Mr Tony Fadell, who created the iPod while at Apple and went on to found smart appliance startup Nest in Palo Alto, can often be seen driving through town in one of his supercars. “It’s my weakness,” he tells me. His current favourite is his Audi R8.
Another thing Atherton is not is cool. Sir Jony Ive drives straight past the town barely looking its way in his chauffeur-driven Bentley Mulsanne as he commutes each day at the $5bn new Apple headquarters that he helped to design. He lives in the swanky Pacific Heights district of San Francisco, where his neighbours include Oracle’s Mr Larry Ellison, PayPal founder and now adviser to President Trump, Mr Peter Thiel and Twitter CEO Mr Dick Costolo. (Actors such as Mr Nicolas Cage, who used to live here, have presumably been priced out.)
You get the feeling Sir Jony would get so bored in Atherton he’d either redesign the whole town to look like a giant iPod or turn to drink. San Jose’s Mercury News recently ran a local news story about “a woman whose finger got stuck in a drain who was reported to be conscious and breathing”.
There are stories, real ones, but people don’t much like talking about them. Between 2009 and 2015, eight local teenagers committed suicide by throwing themselves in front of trains. The deaths have prompted a behind-closed-doors (expensive doors) debate about the burden on high-school students in epicentres of over-achievement such as Silicon Valley. Many youngsters grow up with parents who have reached the apex of their professions and are determined their kids will follow suit. No pressure. It’s little wonder that the local industries booming alongside tech include counselling and sleep doctors. Money can buy most things, but not shut-eye, it appears.

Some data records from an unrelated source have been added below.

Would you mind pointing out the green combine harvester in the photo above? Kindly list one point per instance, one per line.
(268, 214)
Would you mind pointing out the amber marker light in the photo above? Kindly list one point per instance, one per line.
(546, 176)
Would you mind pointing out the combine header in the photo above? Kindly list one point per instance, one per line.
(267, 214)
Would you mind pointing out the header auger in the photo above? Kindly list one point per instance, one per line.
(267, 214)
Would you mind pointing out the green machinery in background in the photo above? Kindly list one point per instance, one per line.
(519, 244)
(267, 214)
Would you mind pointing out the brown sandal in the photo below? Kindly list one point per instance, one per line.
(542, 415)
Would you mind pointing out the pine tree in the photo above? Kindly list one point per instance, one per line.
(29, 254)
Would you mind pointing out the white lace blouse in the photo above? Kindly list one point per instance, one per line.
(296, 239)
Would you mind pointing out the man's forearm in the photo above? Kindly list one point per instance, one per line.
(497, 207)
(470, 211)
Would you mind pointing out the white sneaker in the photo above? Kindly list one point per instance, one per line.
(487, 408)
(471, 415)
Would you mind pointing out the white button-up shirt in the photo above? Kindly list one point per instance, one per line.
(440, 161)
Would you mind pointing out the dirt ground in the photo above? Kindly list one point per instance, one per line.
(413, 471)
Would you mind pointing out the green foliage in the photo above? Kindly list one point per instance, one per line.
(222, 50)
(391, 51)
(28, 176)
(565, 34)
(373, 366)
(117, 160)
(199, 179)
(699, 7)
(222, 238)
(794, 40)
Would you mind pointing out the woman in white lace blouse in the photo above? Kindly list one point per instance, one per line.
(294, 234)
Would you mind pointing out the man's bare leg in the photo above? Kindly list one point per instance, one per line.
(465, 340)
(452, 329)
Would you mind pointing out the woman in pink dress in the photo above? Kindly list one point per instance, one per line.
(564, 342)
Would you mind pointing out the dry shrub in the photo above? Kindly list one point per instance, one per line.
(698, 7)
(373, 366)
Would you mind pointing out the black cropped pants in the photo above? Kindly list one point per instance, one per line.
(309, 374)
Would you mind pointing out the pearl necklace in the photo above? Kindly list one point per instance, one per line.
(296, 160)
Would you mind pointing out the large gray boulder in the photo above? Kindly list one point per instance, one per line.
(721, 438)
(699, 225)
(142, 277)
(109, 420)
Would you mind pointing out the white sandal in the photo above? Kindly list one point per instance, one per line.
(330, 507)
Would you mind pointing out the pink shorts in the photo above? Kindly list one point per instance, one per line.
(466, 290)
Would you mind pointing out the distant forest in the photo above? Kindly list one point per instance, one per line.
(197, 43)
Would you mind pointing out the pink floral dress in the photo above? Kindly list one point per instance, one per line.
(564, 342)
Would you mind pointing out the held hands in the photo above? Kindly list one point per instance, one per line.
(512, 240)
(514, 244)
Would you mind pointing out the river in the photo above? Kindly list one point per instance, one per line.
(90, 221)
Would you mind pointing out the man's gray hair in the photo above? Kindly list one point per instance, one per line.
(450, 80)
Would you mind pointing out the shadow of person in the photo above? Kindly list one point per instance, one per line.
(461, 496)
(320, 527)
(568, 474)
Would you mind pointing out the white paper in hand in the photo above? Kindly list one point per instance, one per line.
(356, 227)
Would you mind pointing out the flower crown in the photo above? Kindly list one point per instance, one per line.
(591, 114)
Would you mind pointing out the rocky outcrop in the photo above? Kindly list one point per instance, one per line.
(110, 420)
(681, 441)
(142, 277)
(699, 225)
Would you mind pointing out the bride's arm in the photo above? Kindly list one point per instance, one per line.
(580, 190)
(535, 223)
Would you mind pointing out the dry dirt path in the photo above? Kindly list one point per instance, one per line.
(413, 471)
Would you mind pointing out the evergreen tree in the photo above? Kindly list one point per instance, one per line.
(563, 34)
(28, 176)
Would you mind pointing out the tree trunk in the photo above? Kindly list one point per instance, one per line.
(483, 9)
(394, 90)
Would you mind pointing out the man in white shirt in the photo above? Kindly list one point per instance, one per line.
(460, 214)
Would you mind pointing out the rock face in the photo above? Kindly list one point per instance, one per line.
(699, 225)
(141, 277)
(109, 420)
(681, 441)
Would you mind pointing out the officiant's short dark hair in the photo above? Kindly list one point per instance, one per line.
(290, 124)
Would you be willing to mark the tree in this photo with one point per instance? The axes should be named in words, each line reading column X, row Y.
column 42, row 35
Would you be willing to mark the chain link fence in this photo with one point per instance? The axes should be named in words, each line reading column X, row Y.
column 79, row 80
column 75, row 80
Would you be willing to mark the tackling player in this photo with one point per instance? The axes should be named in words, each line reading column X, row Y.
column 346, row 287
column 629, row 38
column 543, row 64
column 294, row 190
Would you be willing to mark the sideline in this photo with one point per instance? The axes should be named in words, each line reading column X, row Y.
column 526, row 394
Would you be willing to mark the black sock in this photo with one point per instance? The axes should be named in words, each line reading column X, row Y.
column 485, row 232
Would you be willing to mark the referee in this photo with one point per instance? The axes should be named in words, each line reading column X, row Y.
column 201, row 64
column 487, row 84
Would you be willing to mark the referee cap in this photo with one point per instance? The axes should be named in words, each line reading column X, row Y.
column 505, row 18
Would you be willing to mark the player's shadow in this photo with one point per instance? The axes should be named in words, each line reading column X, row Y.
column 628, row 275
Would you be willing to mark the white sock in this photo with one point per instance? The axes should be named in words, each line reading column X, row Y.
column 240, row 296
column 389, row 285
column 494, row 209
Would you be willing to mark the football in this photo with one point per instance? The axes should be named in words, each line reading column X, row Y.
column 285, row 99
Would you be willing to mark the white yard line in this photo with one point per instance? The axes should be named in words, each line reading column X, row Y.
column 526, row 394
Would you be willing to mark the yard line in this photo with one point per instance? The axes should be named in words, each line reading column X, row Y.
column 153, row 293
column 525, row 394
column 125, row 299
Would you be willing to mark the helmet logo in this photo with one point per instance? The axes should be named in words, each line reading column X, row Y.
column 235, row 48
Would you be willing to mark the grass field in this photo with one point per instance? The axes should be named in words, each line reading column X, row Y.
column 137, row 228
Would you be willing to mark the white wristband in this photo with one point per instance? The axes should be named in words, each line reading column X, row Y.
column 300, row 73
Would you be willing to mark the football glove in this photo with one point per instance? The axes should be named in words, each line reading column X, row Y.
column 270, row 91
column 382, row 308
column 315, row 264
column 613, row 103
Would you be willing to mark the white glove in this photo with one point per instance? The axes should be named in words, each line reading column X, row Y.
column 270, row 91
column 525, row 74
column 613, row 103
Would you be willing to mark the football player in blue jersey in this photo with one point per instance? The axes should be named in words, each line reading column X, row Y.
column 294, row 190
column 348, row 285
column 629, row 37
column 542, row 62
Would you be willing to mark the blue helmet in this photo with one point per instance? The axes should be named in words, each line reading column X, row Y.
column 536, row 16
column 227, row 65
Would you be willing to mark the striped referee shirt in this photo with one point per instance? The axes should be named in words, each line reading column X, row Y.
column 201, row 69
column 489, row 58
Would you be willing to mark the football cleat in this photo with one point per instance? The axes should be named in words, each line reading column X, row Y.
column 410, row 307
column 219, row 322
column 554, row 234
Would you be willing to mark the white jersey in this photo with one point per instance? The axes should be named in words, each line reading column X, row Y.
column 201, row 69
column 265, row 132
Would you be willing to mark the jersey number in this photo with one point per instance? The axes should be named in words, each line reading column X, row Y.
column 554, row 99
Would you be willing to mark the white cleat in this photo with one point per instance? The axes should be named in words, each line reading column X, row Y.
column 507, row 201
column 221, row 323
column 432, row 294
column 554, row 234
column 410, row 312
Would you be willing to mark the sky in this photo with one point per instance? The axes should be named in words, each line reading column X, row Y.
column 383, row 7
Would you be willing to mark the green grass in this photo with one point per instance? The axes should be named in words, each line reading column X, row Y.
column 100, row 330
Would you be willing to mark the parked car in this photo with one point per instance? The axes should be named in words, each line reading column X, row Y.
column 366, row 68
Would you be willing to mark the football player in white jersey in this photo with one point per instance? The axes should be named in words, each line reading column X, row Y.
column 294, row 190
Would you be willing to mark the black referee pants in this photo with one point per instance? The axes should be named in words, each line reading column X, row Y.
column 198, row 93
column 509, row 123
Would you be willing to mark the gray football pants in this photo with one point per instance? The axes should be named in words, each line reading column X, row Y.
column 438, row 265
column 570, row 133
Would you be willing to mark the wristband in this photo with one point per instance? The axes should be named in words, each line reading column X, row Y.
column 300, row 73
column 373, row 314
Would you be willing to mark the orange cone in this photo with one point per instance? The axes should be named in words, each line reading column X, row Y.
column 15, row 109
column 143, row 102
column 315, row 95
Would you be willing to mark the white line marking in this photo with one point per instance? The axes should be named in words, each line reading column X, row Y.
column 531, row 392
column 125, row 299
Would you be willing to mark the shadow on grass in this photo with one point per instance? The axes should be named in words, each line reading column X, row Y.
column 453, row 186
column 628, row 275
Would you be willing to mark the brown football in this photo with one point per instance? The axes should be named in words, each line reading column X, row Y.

The time has come for me to leave town. I decide to take the CalTrain back to San Francisco because traffic on the Interstate 280 north is a lava streak of SUVs. I ask a lady getting into her Porsche where the station is. She stares blankly. The railway station to catch the train back to San Francisco? “There’s a train?” she asks with no hint of irony. Like I said, they do things differently in Atherton.